Home News Five Things We Learned From NWA Powerrrr (So Far)

    Five Things We Learned From NWA Powerrrr (So Far)

    On October 8thof this year, in the Georgia Public Broadcasting studio in Atlanta, Georgia, old school studio wrestling made it’s triumphant return!

    NWA Power (or Powerrr to some) has been a fun, weekly hour that has made me fall in love with wrestling all over again. A throwback to a time that I wasn’t quite old enough to remember, the show is such a wonderfully put together show that is unique from anything else in the wrestling world today.

    So, with a few episodes already out on the NWA YouTube page, I figured I would break down some of the great aspects of the show and give you lovely people my top five takeaways for what I’ve seen from NWA Power so far. 


    One of the first things that stands out with the show is the fact that promos have a very authentic feel to them. No one is handed a script to memorize, but are told they have a certain amount of time to go out and either get a program or themselves over. 

    I’ve seen a lot of great stuff from several people, including Eli Drake, Homicide and Eddie Kingston, Aron Stevens, and the World champ Nick Aldis. The highlight for me though has been James Storm. That guy is someone who can talk people into a building and get over with just a minute or two on the mic. 

    From the first episode, it’s this authentic, un-scripted feel that has made this show stand out to me the most. I know AEW has prided itself on not handing wrestlers scripts, and that’s a good thing, but NWA has so many segments allotted for talent to speak that I feel like I’ve gotten to hear from, and really learn about, more people on this show than any other major wrestling show today.

    Also, while I’m on the subject of talking, I’d be remised if I didn’t mention the announce team.

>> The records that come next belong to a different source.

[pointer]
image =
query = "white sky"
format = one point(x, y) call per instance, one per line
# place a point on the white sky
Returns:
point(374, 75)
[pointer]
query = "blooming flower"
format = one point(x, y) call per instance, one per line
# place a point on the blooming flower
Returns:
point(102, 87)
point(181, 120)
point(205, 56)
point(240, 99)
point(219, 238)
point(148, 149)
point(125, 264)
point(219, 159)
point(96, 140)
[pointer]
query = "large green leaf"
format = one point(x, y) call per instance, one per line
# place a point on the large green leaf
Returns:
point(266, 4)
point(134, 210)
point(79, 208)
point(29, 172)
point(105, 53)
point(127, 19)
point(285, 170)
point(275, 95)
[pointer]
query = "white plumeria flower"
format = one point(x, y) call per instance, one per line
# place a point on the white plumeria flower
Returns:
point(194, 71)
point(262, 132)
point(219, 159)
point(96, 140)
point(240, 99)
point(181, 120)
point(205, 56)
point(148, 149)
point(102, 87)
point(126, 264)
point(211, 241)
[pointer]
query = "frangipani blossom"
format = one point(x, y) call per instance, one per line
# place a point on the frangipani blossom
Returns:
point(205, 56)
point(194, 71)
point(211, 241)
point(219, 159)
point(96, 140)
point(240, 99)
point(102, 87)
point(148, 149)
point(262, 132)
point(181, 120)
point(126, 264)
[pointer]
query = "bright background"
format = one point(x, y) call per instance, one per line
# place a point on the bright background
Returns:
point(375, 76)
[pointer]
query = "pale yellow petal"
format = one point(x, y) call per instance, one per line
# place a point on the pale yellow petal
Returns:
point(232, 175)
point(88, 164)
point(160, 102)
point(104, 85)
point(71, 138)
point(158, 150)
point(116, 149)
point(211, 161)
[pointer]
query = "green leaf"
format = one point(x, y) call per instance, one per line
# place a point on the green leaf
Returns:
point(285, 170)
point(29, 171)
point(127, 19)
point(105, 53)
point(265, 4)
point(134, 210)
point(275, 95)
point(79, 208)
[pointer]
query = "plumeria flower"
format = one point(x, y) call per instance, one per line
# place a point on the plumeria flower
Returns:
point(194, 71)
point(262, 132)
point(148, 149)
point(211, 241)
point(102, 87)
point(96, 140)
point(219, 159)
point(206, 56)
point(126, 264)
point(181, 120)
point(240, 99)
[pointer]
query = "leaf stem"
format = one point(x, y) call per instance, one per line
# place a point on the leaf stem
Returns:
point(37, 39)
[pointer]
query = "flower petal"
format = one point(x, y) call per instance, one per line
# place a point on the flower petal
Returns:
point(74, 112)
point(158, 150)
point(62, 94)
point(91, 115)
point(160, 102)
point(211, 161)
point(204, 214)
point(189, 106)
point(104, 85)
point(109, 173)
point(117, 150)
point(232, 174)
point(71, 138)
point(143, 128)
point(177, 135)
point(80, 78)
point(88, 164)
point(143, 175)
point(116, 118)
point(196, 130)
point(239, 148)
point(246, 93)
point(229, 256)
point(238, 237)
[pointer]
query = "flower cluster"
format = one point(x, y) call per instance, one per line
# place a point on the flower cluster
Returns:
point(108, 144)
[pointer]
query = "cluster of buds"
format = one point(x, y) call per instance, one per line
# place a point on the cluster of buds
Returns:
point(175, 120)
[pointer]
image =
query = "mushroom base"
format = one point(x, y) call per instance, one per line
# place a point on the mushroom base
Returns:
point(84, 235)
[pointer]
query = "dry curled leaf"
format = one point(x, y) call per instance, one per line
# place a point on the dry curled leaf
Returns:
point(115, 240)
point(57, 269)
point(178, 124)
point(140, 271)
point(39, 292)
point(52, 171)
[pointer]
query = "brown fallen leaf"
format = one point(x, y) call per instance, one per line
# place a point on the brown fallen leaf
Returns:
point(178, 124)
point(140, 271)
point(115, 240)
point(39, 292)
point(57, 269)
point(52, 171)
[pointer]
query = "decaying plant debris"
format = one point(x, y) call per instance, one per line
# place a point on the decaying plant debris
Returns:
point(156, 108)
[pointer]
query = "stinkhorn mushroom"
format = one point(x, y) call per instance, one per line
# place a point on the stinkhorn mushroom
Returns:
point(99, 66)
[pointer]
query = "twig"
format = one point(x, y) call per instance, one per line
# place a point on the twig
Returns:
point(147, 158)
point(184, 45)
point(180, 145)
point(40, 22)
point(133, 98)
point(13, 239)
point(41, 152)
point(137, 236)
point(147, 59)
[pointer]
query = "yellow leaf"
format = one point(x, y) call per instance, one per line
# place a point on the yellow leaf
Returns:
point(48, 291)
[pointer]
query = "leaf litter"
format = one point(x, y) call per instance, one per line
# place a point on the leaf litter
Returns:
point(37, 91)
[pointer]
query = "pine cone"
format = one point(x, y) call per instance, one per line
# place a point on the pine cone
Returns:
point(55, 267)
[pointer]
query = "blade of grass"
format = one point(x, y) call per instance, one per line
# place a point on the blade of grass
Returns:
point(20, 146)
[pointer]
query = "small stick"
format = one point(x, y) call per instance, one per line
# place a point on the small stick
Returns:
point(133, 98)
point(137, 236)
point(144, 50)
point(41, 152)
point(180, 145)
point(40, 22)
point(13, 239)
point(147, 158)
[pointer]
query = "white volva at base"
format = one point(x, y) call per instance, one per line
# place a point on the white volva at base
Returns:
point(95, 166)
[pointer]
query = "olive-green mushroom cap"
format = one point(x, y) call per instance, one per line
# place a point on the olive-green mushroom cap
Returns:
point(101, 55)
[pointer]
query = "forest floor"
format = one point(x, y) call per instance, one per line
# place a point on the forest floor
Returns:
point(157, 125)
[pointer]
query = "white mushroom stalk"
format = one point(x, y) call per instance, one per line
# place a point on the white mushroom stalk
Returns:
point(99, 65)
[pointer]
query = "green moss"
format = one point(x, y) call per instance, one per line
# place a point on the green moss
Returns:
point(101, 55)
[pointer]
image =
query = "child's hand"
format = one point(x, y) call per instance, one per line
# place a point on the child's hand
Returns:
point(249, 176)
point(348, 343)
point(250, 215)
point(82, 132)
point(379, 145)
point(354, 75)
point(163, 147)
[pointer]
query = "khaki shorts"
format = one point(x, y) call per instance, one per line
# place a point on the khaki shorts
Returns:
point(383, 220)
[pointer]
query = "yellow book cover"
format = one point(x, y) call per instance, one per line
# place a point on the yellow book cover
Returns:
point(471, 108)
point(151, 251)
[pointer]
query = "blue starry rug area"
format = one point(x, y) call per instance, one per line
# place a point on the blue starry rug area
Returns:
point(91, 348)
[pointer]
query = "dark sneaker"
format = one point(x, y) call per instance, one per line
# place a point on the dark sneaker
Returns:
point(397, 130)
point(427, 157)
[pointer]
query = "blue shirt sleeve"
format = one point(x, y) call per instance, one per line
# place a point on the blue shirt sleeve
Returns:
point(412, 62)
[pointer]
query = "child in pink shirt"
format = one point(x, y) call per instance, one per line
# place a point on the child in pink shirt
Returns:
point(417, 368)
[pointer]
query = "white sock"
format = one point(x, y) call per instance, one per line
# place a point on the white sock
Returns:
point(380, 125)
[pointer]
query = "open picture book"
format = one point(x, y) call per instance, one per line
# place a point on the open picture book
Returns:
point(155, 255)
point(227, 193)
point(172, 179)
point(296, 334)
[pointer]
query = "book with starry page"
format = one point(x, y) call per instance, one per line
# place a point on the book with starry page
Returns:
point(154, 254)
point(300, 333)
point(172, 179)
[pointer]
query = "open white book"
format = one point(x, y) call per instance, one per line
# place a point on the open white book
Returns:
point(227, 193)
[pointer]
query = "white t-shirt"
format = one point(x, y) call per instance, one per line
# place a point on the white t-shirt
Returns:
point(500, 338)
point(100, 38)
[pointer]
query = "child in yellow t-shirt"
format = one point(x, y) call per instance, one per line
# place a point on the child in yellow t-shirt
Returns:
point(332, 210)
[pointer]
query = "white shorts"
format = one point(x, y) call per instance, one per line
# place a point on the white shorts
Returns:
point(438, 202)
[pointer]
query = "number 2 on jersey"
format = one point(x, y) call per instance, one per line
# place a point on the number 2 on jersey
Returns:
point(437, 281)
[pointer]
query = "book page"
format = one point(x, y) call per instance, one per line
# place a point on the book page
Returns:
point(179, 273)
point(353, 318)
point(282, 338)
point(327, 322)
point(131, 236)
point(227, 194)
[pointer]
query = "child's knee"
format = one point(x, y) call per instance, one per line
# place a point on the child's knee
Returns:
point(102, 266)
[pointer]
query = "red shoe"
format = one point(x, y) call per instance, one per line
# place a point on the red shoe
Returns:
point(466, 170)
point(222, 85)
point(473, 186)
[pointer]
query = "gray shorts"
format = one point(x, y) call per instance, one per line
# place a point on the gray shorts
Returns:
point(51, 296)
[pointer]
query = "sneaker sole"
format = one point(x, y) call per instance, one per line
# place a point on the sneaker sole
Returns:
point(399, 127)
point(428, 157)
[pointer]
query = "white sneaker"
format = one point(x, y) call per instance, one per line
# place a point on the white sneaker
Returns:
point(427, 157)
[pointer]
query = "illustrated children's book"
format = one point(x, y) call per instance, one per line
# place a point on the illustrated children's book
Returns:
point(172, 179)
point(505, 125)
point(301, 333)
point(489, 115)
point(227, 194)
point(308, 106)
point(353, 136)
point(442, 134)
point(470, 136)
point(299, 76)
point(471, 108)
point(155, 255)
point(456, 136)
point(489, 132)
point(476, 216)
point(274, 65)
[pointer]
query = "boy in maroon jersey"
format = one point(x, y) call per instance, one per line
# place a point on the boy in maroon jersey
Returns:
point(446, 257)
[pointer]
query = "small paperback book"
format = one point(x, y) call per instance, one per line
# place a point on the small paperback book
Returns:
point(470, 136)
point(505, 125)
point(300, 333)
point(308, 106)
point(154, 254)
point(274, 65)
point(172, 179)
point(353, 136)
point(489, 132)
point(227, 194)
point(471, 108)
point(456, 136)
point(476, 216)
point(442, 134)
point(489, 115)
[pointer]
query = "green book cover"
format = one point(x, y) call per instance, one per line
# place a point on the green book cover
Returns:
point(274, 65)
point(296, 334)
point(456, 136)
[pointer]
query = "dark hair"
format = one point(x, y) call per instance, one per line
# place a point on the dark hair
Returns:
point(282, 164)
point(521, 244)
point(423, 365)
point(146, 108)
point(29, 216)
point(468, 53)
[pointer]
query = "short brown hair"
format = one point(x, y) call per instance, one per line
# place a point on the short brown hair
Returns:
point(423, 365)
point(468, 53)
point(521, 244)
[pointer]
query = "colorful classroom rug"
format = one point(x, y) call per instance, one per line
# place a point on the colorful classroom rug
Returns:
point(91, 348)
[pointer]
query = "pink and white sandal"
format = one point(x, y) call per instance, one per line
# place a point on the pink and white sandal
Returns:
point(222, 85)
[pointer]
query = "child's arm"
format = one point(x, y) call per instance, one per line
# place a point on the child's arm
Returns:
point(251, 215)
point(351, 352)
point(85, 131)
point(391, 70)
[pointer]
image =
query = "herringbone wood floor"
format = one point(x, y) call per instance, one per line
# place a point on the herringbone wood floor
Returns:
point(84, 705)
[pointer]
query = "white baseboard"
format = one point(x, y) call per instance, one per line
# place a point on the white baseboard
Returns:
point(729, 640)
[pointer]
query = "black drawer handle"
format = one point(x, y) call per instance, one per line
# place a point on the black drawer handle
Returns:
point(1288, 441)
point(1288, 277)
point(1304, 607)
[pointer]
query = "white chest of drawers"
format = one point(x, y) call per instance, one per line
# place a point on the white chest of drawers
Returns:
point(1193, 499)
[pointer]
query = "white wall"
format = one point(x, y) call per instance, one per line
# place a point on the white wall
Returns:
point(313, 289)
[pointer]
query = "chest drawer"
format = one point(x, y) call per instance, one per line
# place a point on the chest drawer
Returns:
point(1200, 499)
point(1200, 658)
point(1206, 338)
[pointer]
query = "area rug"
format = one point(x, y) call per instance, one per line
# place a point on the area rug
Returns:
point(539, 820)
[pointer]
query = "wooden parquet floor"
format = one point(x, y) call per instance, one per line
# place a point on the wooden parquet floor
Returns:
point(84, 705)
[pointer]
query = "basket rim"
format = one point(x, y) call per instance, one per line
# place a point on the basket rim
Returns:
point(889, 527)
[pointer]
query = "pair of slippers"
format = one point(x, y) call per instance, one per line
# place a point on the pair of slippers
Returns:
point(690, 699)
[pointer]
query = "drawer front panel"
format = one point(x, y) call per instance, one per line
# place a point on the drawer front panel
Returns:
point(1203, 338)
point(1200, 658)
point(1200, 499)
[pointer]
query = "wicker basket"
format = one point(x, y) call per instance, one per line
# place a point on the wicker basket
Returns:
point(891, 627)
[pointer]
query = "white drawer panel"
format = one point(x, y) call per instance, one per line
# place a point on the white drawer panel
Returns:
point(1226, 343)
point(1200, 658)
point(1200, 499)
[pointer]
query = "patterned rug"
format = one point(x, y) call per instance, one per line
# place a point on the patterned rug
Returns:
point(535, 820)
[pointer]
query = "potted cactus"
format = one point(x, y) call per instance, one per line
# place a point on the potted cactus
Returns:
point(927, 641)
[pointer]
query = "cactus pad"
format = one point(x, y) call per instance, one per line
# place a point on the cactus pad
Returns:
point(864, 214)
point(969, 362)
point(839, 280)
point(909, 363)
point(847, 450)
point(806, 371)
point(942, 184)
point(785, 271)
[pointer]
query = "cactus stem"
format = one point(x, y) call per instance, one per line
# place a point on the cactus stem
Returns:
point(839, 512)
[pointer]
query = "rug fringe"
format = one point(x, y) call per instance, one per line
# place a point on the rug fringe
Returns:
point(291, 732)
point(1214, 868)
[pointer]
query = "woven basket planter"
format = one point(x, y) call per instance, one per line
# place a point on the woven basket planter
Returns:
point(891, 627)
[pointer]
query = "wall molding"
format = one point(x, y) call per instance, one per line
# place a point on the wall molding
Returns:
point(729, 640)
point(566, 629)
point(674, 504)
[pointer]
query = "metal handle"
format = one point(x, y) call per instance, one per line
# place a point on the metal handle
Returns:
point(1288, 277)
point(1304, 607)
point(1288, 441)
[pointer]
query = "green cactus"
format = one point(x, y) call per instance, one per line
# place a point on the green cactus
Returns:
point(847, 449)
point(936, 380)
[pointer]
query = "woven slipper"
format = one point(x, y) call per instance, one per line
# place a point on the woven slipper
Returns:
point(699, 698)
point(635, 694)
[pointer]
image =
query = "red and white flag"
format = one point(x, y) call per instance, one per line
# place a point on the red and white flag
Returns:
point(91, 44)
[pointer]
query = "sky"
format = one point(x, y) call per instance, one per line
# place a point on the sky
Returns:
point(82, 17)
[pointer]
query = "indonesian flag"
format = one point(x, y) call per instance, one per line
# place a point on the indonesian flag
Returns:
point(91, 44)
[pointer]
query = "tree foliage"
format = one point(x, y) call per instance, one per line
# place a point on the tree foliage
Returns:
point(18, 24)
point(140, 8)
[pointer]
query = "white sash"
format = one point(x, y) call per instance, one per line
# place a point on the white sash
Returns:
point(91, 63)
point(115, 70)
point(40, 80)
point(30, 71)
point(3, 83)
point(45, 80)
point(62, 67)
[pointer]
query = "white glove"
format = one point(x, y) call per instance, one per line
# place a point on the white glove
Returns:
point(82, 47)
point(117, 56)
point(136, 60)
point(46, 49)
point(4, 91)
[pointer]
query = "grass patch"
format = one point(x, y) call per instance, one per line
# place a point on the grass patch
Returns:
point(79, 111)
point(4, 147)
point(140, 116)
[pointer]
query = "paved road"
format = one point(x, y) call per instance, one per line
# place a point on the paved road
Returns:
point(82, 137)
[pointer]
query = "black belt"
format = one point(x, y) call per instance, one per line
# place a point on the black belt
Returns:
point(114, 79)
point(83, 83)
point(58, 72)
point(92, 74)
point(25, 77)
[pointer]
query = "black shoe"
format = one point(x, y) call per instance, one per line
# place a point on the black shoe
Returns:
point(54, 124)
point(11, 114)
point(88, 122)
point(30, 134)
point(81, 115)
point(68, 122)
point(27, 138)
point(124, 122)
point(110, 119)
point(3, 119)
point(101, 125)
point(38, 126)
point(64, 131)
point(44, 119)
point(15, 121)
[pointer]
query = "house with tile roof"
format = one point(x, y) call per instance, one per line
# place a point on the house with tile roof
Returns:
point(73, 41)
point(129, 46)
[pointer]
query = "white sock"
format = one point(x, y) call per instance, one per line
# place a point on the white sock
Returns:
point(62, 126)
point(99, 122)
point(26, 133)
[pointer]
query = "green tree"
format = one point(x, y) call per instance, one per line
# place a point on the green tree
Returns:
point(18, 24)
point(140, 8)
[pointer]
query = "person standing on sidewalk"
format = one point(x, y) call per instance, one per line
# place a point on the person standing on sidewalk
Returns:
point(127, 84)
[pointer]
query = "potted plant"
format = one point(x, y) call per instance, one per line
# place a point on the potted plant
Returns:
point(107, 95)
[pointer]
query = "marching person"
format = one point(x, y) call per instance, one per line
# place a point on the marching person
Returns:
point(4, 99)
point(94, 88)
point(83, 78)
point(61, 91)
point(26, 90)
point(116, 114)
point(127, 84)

I’ve thoroughly enjoyed the team of Joe Galli and Jim Cornette. 


    This is definitely a top takeaway for me. In a world of three hour Raws, marathon PPVs, and a plethora of two hour shows, it’s nice to sit down and watch a full episode of wrestling in an hour (less than, actually). I actually think NXT has lost some of its charm by expanding to two hours, but NWA Power has that charm and more.

    The best thing is that I feel like the creative behind the NWA has been able to fill the shows with plenty of storytelling (more on that later) without feeling too busy but also without having any real filler. It boils down to solid pacing. Power’s pacing feels so natural for a pro wrestling show and makes it not only easy to watch but also fun to watch as well.


    Some of my issues with certain promotions that shall remain nameless is this insistence of making nearly every match look and feel like a PPV main event. I understand wrestlers wanting to maximize their minutes and really take advantage of the time they have on national television, but I get exhausted with so many false-finishes and what amounts to meaningless moves. 

    Sometimes the purpose of a pro wrestling match is to get someone over or to just tell a story in a short amount of time. It’s a tradition that’s as old as wrestling. Not everything has to be a five-star classic in order to be a good wrestling match. The NWA has managed to use “squash” matches with underneath talent going up against stars that the promotion wants to highlight and I think they’ve done so beautifully. 

    I wasn’t very familiar with tag teams like The Dawsons and The Wild Cards, so putting them in short matches which last just a couple of minutes, really helps me as a viewer understand who they are, how they work, and what their gimmick is. It’s a welcome change to what other places might be doing.


    One really fun thing about the studio layout of the show is the ability for the wrestlers to interact easier with the fans. The fans are so close to the action and the studio is shaped in such a way that fans can hear the wrestlers without mics, and vice versa. So wrestlers can listen to the crowd during matches and promos and play off of that really well during the show. 

    Plus, with the smaller crowd size, it seems easier for chants to organically form. Seeing how quickly Tim Storm’s “Mama” has gotten over is a great example of how the studio atmosphere can really affect what happens on the show. It adds to the organic feel of the show, knowing that things can change based off of how the crowd reacts to something. It just feels more real that way. 


    All of the above really culminates in this point. Things are able to build from episode to episode and it’s so easy to watch it from week to week. The promos, the short matches, the fans’ input, it all comes together each hour to tell a story that is playing out over time. The matches that get more time, like the NWA Title Match from the first episode, or the tag team main event from the second and third, feel bigger because of how the show is presented.

    And all of it is going to lead the first NWA PPV of the Power Era, NWA Into the Fire. I’m already looking forward to seeing the payoffs to the stories that are just now starting to take shape in the GPB Studios in Atlanta. The anticipation of seeing two stars finally meet in the ring is so refreshing. I love watching stars in other promotions lock up on weekly shows, but we’ve definitely been spoiled by it. Having to wait to see the big matches will not only make them that much more special, but it’ll be yet another trait that sets this new NWA apart from the rest of the pack.